Despite these challenges, the charts are broadly regular in layout and densely annotated at daily resolution, which makes them well suited to structured extraction with transformer-based models when paired with light, grid-aware calibration and simple plausibility checks (details in Sect. 4). Figure 4 illustrates a common failure mode: book-spine-induced curvature that must be accounted for during calibration.
Figure 4Book-spine-induced page curvature persists despite an orthogonally aligned scan. The blue line marks a constant y-pixel across the image; the red line indicates the form’s zero-foot baseline. Around mid-year, near the spine bulge, the offset reaches about 21.9 cm in gauge level and must be corrected during calibration (Passau, 1865). Source: BayHStA BLW 30.

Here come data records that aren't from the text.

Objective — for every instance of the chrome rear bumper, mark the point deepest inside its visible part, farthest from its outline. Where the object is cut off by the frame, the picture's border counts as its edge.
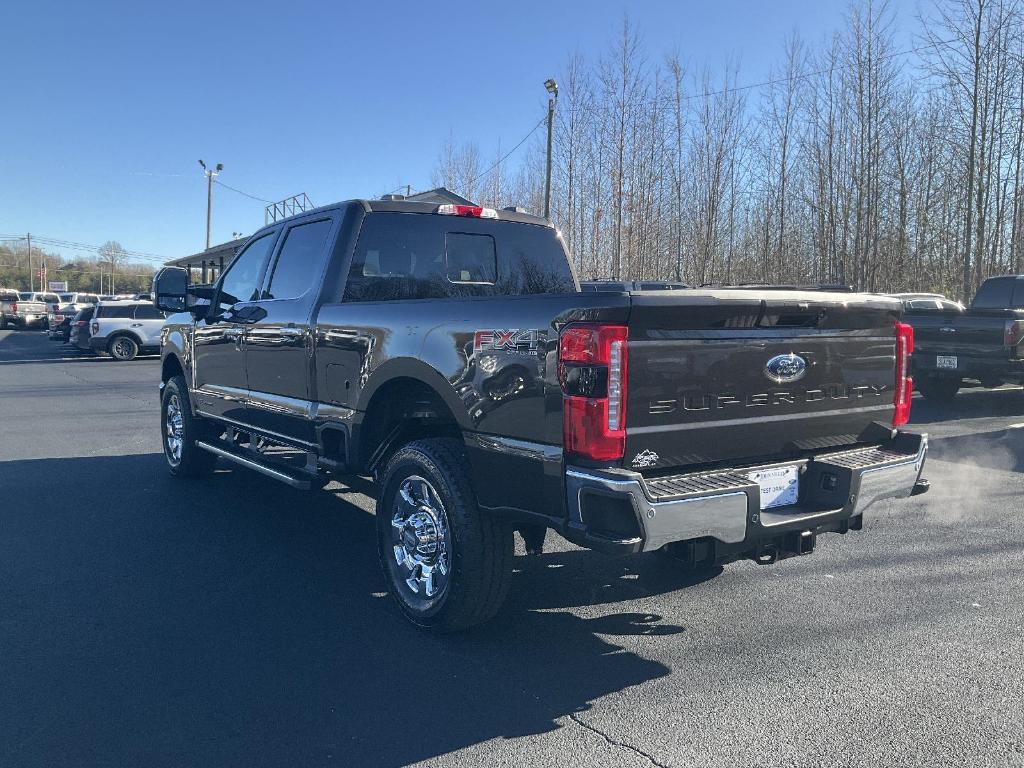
(623, 510)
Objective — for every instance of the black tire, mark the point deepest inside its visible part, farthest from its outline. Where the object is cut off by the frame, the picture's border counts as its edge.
(938, 389)
(475, 548)
(189, 460)
(123, 347)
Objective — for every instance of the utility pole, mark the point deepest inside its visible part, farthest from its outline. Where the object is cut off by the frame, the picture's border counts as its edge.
(552, 87)
(210, 175)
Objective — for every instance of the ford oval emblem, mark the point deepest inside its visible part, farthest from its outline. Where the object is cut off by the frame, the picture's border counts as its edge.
(785, 369)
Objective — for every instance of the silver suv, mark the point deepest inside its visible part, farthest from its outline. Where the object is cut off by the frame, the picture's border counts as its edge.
(124, 329)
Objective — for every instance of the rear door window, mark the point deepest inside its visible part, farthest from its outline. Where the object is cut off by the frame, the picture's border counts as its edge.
(994, 294)
(1018, 294)
(147, 311)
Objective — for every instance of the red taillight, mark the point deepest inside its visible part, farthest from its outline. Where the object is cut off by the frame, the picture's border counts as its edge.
(904, 385)
(592, 370)
(473, 211)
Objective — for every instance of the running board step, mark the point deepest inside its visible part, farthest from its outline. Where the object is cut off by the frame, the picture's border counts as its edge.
(289, 478)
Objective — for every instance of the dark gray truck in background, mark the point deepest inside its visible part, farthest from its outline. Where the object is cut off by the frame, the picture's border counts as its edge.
(984, 342)
(448, 352)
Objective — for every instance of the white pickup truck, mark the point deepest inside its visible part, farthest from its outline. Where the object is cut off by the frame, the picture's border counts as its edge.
(20, 312)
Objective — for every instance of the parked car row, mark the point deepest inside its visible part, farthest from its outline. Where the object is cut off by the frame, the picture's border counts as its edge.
(953, 343)
(122, 329)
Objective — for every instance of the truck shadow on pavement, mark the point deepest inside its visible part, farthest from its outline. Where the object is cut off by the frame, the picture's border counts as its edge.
(235, 622)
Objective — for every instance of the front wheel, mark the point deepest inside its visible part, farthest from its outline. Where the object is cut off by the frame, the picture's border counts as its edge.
(446, 563)
(936, 388)
(180, 430)
(123, 348)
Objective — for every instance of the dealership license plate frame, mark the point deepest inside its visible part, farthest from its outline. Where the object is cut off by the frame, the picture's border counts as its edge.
(779, 485)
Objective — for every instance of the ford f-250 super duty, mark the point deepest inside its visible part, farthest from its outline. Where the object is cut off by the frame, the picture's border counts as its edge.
(449, 352)
(984, 342)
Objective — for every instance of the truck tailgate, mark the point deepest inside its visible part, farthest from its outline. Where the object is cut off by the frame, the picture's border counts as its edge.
(718, 376)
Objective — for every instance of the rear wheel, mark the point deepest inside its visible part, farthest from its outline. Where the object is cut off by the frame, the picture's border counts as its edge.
(448, 564)
(180, 430)
(936, 388)
(123, 348)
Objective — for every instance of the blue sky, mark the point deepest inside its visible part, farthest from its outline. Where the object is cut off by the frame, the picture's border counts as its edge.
(110, 104)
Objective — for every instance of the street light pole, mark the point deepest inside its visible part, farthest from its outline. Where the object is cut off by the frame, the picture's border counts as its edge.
(552, 87)
(209, 196)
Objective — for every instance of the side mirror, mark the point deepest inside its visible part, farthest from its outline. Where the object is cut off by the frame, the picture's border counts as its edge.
(170, 290)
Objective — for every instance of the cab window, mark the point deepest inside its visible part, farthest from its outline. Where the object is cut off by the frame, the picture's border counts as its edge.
(242, 279)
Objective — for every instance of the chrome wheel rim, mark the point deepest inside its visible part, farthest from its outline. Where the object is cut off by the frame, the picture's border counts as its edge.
(421, 540)
(122, 348)
(174, 429)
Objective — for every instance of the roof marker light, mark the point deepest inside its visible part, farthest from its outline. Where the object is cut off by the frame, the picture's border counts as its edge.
(473, 211)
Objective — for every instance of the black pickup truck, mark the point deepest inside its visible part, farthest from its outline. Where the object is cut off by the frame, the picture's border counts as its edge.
(981, 343)
(448, 352)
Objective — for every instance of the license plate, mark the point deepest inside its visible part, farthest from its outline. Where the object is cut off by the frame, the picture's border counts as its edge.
(779, 486)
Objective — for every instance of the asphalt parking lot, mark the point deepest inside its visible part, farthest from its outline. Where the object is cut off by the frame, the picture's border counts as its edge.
(235, 622)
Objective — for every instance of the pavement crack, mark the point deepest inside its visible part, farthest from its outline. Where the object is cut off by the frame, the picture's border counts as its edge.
(614, 741)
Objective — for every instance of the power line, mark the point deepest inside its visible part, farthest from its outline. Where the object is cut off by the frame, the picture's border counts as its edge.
(506, 155)
(72, 245)
(251, 197)
(805, 75)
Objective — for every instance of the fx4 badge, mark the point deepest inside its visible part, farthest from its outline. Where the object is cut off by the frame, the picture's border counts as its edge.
(645, 458)
(508, 340)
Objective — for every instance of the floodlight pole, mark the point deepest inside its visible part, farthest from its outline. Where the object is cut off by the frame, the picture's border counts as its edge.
(210, 175)
(552, 87)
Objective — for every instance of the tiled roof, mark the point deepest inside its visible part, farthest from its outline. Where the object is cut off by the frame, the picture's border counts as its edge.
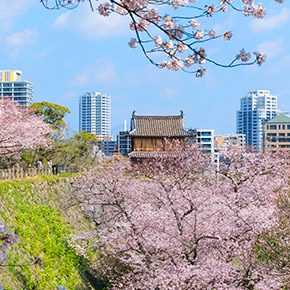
(153, 154)
(158, 126)
(279, 119)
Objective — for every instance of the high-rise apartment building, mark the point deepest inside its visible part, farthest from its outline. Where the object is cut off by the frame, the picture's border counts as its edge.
(95, 114)
(256, 108)
(11, 86)
(277, 134)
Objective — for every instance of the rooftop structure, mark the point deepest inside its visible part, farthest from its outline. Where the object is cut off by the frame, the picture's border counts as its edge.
(149, 133)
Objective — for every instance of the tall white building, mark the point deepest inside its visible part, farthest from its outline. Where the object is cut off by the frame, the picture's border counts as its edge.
(256, 108)
(12, 87)
(95, 114)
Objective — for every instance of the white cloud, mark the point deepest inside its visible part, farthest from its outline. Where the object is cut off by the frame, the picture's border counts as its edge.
(271, 48)
(11, 10)
(168, 93)
(272, 22)
(20, 40)
(91, 25)
(102, 71)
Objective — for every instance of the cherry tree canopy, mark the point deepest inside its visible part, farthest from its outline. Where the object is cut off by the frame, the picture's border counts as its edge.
(176, 223)
(19, 129)
(171, 33)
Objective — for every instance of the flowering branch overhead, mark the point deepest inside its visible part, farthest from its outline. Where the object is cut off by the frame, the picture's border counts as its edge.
(176, 36)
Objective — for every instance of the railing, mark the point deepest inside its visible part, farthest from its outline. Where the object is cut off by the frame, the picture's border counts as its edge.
(18, 172)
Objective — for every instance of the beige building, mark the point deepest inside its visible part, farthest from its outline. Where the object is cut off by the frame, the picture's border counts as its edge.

Figure 5Samples illustrating some types of anomalies in line chart drawing often found in the sources. The selection also illustrates some of the different drawing styles. Top left: some creativity employed in this sample with the curve even going backwards (Neu-Ulm, 1826); top right: extra paper added for covering high flood (Passau, 1892); bottom left: non-continuous line between months February and March (Vilshofen, 1894); bottom-right: misaligned gluing of quarterly forms (Passau, 1892). Image sources: BayHStA BLW 21, 29, 30.
3.1.1 Problem structure
Across disciplines, the essential steps, whether conducted consecutively or in one go, are similar: (1) figure parsing (panel segmentation, axes and grid localisation), (2) coordinate system recovery (mapping pixels to physical units under a declared datum/zero), (3) trace extraction (identifying and vectorising the plotted curve), and (4) transform vectors into data using the coordinate system. Each step interacts with documentary conventions: changing templates, variable grid spacing, marginal notes, and later corrections. For hydrometric charts, the additional requirement is datum consistency across months/years (gauge zero, units), so that reconstructed series can be compared across time. Community practices in sea-level work (e.g., revised local reference schemes) illustrate the importance of such cross-record unification.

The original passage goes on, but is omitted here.